À ce moment de l’exposition le goût des artistes pour la danse et le mouvement se double d’un engagement dans la performance. Jan Fabre pousse le corps à l’extrémité de sa fluidité et de son animalité, Quando l’uomo principale è una dona montre une danseuse recouverte d’une sorte de liquide amniotique dans lequel elle danse et glisse nue. En face de lui Klein, guindé et amusé joue au chef d’orchestre minimaliste. Son menuet tissé par ses regards complices et satisfaits aux corps bleus mais presque sans visage de ses modèles est une farce pour fesses rebondies et observateurs douteux sur fond de droit de cuissage. Pollock en vis-à-vis de Trisha Brown signale la séparation annoncée précédemment. Rauschenberg via Cunningham, Cage, et bien sur Nauman stoppent la fête.

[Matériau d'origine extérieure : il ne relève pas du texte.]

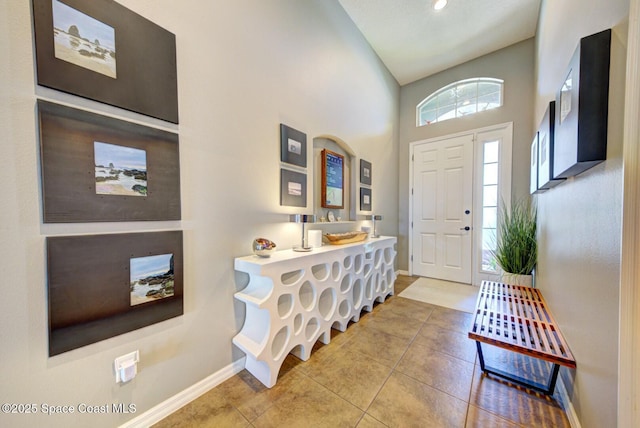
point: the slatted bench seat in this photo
(517, 318)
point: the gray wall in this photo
(579, 221)
(244, 67)
(515, 65)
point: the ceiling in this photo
(415, 41)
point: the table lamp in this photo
(302, 218)
(373, 218)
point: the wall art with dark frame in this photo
(97, 168)
(105, 52)
(365, 172)
(293, 146)
(365, 199)
(546, 142)
(533, 170)
(101, 286)
(582, 105)
(332, 179)
(293, 188)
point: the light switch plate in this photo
(125, 366)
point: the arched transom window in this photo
(459, 99)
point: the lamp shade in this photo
(302, 218)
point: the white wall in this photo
(244, 67)
(515, 65)
(579, 221)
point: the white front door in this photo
(442, 208)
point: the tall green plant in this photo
(516, 247)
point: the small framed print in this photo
(102, 51)
(546, 142)
(293, 146)
(581, 117)
(365, 199)
(101, 286)
(97, 168)
(293, 188)
(533, 179)
(365, 172)
(332, 179)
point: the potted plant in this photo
(516, 249)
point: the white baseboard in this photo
(565, 401)
(170, 405)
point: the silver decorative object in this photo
(263, 247)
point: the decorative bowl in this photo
(345, 238)
(263, 247)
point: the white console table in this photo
(295, 298)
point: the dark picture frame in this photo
(582, 106)
(144, 53)
(332, 179)
(546, 143)
(293, 146)
(533, 170)
(89, 286)
(365, 199)
(68, 141)
(365, 172)
(293, 188)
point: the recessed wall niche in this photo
(334, 144)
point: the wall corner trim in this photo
(569, 410)
(170, 405)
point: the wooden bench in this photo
(517, 318)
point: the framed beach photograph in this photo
(101, 286)
(582, 108)
(332, 179)
(365, 172)
(293, 188)
(97, 168)
(546, 143)
(105, 52)
(365, 199)
(293, 146)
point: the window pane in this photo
(489, 217)
(467, 90)
(448, 112)
(461, 99)
(491, 152)
(488, 243)
(485, 88)
(488, 102)
(431, 104)
(427, 117)
(490, 174)
(447, 97)
(468, 106)
(488, 239)
(490, 196)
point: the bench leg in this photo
(545, 389)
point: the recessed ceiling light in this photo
(439, 4)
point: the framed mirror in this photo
(332, 179)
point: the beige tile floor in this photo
(405, 364)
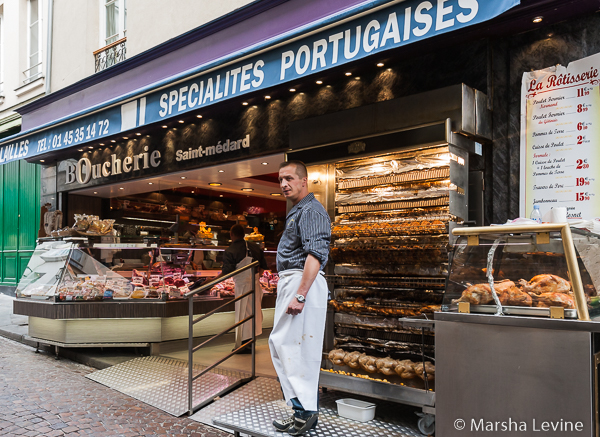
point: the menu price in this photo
(560, 139)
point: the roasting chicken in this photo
(430, 368)
(336, 356)
(351, 359)
(405, 369)
(509, 294)
(368, 363)
(386, 366)
(545, 284)
(553, 300)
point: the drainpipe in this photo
(49, 45)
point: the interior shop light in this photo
(149, 220)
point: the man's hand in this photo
(295, 307)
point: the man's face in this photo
(291, 184)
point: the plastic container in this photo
(536, 215)
(356, 410)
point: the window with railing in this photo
(34, 42)
(113, 15)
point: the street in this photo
(40, 396)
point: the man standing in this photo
(239, 254)
(296, 341)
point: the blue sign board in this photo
(375, 32)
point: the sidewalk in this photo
(15, 327)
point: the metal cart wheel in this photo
(426, 424)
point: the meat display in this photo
(541, 291)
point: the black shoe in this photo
(303, 425)
(283, 424)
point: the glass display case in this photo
(547, 270)
(83, 270)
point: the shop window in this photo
(34, 42)
(113, 19)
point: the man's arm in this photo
(311, 270)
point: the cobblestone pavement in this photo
(40, 396)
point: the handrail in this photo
(192, 321)
(211, 284)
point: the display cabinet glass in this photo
(104, 269)
(540, 270)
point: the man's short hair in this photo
(299, 165)
(237, 231)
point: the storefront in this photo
(402, 147)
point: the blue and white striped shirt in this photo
(307, 231)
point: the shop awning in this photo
(356, 33)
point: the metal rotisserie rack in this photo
(390, 245)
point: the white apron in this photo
(243, 308)
(296, 342)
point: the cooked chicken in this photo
(553, 300)
(405, 369)
(430, 368)
(509, 294)
(351, 359)
(386, 366)
(546, 284)
(368, 363)
(336, 356)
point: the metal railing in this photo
(110, 55)
(192, 321)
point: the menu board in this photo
(560, 139)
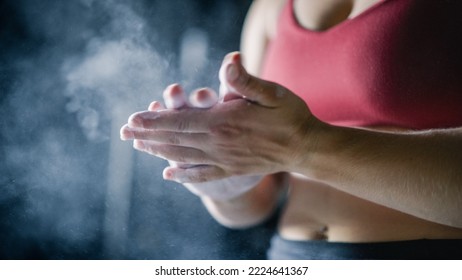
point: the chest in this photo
(390, 65)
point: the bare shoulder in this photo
(259, 28)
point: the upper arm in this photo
(259, 27)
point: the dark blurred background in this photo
(71, 72)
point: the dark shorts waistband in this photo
(431, 249)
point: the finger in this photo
(155, 105)
(172, 153)
(165, 137)
(235, 79)
(203, 98)
(174, 97)
(195, 174)
(185, 120)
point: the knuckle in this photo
(226, 130)
(182, 125)
(173, 139)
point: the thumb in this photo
(235, 80)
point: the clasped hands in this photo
(255, 128)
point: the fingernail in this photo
(232, 72)
(135, 121)
(126, 134)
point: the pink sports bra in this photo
(399, 63)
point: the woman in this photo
(365, 135)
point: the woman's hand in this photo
(224, 189)
(263, 132)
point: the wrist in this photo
(320, 143)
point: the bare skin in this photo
(345, 184)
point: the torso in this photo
(317, 211)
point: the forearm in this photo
(250, 208)
(417, 173)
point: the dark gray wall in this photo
(66, 68)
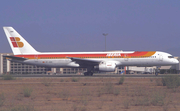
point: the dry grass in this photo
(87, 94)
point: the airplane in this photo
(101, 61)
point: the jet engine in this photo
(106, 67)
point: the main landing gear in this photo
(89, 73)
(157, 71)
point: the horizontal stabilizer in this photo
(14, 58)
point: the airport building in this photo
(18, 68)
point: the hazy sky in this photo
(77, 25)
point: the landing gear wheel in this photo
(88, 74)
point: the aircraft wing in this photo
(15, 58)
(85, 61)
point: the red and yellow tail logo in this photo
(16, 42)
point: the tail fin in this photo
(18, 44)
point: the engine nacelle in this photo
(106, 67)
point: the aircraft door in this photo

Les dernières salles sont celles de la désillusion douce amère de Felix Gonzales-Torres et  du cynisme nostalgique d’Andy Warhol. Plus proche de nous, le corse Ange Lecia nous plonge dans les années 90 dans sa vidéo Impossible étoile. Toute cette décennie y est résumée, ses saccades, ses cagoles, sa musique 70’, voix nasillarde et beautés en paillettes. Tout à la fin, The show must go on de Jérôme Bel nous rend une dernière fois coupable d’être observateur et pas assez performeur. Il filme sur une scène une vingtaine de personnes répétant avec amusement les mêmes gestes à l’infini sur fond de musiques populaires. À nouveau, ils ont l’air de bien se marrer.